11:46:02.996654 TX (connWriter 0x140002b8000) timeout 30s: Frame{Type: AMQP, Channel: 0, Body: Begin{RemoteChannel: <nil>, NextOutgoingID: 0, IncomingWindow: 5000, OutgoingWindow: 5000, HandleMax: 4294967294, OfferedCapabilities: [], DesiredCapabilities: [], Properties: map[]}}
11:46:03.024231 RX (connReader 0x140002b8000): Frame{Type: AMQP, Channel: 0, Body: Begin{RemoteChannel: 0, NextOutgoingID: 1, IncomingWindow: 4294967295, OutgoingWindow: 5000, HandleMax: 4294967295, OfferedCapabilities: [], DesiredCapabilities: [], Properties: map[]}}

At this point, the peer must not send flow frames with an empty next-incoming-id, but it does just that.

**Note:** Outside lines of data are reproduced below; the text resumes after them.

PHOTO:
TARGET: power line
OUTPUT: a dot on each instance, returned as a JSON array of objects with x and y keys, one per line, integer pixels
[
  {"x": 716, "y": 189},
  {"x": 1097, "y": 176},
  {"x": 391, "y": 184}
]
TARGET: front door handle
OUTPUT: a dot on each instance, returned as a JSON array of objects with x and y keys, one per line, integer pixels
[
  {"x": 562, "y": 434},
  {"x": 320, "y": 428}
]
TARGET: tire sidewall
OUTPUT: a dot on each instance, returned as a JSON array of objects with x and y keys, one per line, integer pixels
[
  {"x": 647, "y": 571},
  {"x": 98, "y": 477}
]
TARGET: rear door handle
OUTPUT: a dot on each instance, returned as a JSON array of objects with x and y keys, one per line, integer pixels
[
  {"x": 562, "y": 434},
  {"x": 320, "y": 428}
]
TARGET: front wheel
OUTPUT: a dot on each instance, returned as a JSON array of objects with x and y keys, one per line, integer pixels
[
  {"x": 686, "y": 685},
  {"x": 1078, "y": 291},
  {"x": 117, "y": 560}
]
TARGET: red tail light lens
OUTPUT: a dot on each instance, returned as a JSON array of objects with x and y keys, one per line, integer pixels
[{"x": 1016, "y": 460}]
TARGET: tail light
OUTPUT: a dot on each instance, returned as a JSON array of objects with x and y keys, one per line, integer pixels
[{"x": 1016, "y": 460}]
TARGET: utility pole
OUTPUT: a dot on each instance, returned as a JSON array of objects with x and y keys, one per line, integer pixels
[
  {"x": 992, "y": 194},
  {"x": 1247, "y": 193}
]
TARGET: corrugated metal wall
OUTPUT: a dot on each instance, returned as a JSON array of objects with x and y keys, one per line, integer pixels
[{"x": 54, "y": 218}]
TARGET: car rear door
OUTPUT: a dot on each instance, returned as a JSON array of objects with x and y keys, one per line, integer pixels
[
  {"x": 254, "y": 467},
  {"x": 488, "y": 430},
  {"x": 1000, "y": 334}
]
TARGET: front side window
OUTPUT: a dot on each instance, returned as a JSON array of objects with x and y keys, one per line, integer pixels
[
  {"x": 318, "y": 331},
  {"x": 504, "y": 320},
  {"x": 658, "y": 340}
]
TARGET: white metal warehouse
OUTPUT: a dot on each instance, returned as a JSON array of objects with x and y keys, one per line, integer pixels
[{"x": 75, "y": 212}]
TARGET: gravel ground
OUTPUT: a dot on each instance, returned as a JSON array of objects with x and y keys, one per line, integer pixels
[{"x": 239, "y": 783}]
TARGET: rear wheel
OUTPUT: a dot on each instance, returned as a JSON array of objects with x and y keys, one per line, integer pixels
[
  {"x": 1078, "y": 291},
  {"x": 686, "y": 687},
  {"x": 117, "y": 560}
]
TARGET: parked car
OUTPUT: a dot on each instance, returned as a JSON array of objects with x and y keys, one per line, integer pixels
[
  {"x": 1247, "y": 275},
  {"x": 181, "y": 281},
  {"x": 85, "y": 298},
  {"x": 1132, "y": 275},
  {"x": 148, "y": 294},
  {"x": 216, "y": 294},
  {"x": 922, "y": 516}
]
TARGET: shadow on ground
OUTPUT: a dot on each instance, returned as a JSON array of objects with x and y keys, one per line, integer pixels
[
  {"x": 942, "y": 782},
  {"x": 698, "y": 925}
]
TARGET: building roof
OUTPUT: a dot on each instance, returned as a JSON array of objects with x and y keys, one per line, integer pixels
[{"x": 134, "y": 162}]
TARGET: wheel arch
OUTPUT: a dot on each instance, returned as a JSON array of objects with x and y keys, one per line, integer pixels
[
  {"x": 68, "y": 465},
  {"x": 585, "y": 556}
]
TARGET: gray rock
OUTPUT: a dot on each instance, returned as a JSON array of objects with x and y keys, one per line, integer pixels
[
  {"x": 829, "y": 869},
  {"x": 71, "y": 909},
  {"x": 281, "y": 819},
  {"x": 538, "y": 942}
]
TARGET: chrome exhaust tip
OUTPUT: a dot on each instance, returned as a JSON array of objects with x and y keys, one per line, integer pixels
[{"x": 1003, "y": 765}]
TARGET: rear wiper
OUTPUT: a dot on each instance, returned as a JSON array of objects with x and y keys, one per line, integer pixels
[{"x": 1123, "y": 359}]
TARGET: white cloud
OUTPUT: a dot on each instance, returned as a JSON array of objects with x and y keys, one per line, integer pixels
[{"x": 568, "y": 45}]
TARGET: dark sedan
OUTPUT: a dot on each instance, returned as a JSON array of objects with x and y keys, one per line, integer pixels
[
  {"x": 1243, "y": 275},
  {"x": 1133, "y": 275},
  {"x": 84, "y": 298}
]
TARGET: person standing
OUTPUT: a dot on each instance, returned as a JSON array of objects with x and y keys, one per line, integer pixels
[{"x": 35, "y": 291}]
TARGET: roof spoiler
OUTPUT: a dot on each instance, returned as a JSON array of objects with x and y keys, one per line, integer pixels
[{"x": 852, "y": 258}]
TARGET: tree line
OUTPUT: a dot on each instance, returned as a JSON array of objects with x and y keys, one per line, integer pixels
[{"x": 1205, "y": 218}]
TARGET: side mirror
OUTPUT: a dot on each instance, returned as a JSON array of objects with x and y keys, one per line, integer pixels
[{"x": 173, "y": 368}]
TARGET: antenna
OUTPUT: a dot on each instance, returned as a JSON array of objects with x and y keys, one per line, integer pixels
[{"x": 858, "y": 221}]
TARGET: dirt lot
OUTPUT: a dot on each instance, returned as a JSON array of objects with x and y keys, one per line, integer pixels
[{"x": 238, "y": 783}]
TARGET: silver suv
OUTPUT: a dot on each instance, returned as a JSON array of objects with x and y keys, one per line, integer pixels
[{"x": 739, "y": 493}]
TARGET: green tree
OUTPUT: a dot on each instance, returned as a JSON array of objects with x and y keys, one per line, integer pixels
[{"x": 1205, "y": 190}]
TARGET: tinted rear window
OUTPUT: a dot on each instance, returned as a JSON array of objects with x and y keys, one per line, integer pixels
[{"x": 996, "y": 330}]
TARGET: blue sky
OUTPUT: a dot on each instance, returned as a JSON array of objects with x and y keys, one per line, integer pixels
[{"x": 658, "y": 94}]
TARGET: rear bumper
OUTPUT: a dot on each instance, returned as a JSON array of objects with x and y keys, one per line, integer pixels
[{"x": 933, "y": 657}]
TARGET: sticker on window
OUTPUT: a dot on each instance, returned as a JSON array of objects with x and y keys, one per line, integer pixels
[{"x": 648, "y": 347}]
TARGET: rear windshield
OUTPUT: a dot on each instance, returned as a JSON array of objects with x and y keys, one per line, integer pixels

11:46:03.056878 RX (connReader 0x140002b8000): Frame{Type: AMQP, Channel: 0, Body: Flow{NextIncomingID: <nil>, IncomingWindow: 4294967295, NextOutgoingID: 0, OutgoingWindow: 5000, Handle: 0, DeliveryCount: 0, LinkCredit: 50, Available: <nil>, Drain: false, Echo: false, Properties: map[]}}

This is a violation of the protocol so go-amqp terminates the connection.

Unfortunately, I don't know when IoTHub will fix their AMQP implementation.

Given that this is a service-side issue, I'm closing this. Please ping back if you have further questions.